Macbeth, Virginia Adams

Macbeth, in its essence, presents a tale of hubris, avarice, and a fall from grace, instigated and encouraged by a supernatural presence. The Davidson College performance of this tragedy emphasized the latter’s role in the progression of the narrative through the omnipresence of the witches on the stage, even when not scripted by Shakespeare himself. This interpretation constructs the witches as the architects of the murders and fights occurring, as opposed to framing Macbeth as a victim to his own humanity, and marks a contrast from the other theatrical interpretation I have seen from the Richmond Shakespeare Company (summer 2018). This other production utilized the witches more as an indicator of the actions other characters undertook than as a catalyst.

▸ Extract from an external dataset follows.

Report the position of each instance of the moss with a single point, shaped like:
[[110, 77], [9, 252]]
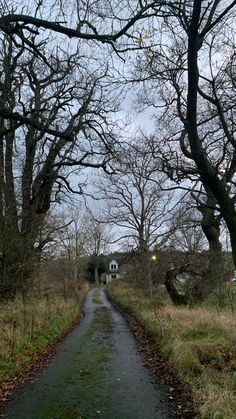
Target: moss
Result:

Nonetheless, the divergence between these two interpretations, through constructing a contradiction between human nature and divine intervention, displays how neither force manifests itself as mutually exclusive in executing the order of events and rather illustrates their interdependence.

Literary interpretations aside, this campus event provided an incredible spectacle of staging, especially within the incredible choreography of the fight scenes. Furthermore, the players used the set with its minimalist appearance so elaborately. The delivery of the letters through the trapdoor especially stands out as an exemplar of the creativity that manipulated space to focus the audience’s attention on the characters and their actions while simultaneously continuing to spark interest. The set remains only representative, nonetheless, of the brilliance both of those acting and those constructing the presentation of this challenge to humanity.